As we reported yesterday, high-risk pools are separate health insurance markets for people who are denied coverage on the individual market because of their pre-existing conditions. Before the passage of the ACA, the plans offered in these pools were exorbitantly expensive, had annual and lifetime caps, and didn’t cover as much as plans on the individual market did.
In effect, the new GOP health plan would allow people with pre-existing conditions—which can include anything from cancer to obesity to being a woman of child-bearing age—to be charged more for worse coverage.
What’s possibly worse is that states don’t have to create these pools with the money from the fund—meaning those with pre-existing conditions could face even more astronomical costs in the individual market, pricing them out of it.
According to Politico, the amendment also strengthens the continuous coverage provision, which allows insurers to charge people with pre-existing conditions more if they have gone without health insurance for a period of time.
Meanwhile, a Washington Post-ABC News poll released Tuesday night found that 70% of Americans think the states should protect people with pre-existing conditions.

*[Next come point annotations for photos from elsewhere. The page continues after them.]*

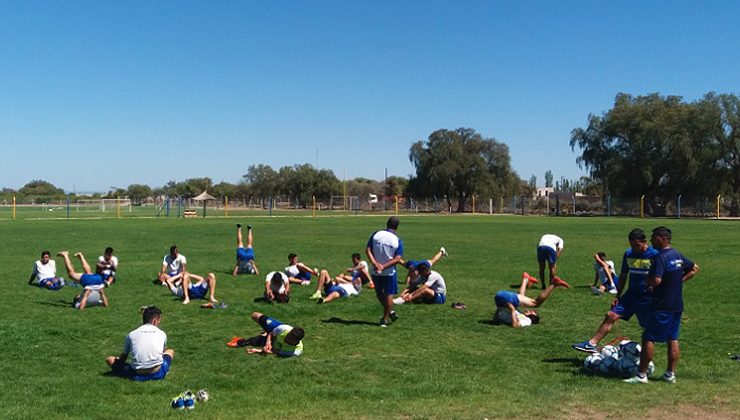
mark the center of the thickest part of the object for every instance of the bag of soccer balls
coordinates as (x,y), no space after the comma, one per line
(622,360)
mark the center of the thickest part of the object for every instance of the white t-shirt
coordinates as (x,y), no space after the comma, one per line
(45,271)
(602,273)
(174,265)
(504,314)
(145,346)
(280,288)
(436,282)
(552,241)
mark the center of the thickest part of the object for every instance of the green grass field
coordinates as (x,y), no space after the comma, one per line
(434,362)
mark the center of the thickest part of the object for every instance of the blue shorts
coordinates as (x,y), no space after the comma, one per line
(125,370)
(385,285)
(662,326)
(629,305)
(91,280)
(268,324)
(545,253)
(244,254)
(335,288)
(198,292)
(504,296)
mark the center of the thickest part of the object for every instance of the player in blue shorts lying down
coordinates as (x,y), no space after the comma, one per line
(507,303)
(245,263)
(87,278)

2. Essential Health Benefits Would Become Optional
Under the ACA, 10 categories of care, called Essential Health Benefits, must be covered without a co-pay in every plan offered on the marketplace. EHBs include things like emergency services, overnight stays at the hospital, maternity and newborn care, mental health care, preventive care (like birth control), and more.
But the newest iteration of the AHCA would allow states to seek a waiver to this provision if they show that the change would reduce average premium costs in the state.

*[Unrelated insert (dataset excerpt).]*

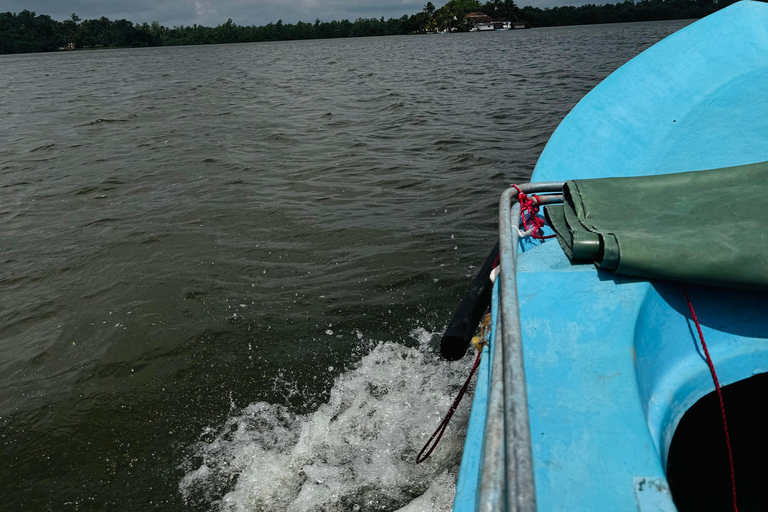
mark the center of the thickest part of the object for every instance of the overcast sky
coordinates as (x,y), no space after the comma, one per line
(243,12)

Just as before Obamacare was passed, health insurers will no longer have to cover basic health services without a co-pay or co-insurance. In other words, premiums will certainly decrease—or should, considering the plans will undoubtedly cover less—but consumers are going to pay more out-of-pocket for basic health care, like primary care checkups.
3. Older Americans Will Be Charged Significantly More
The third big change for consumers is that the insurers would be able to charge older Americans significantly more once again for health care coverage starting in 2018, since their coverage is typically more expensive than younger peoples’.
As we previously reported, “the oldest consumers on the individual market are 64, just shy of the Medicare eligibility age of 65, and under the Affordable Care Act they can be charged no more than 3 times what a 21-year-old would pay.” The AHCA would allow those 64-year-olds to be charged 5 times as much, all while decreasing subsidies.
That means the only people who would possibly fare better under this plan are the youngest, healthiest Americans, living in states that decide not to restrict essential health benefits.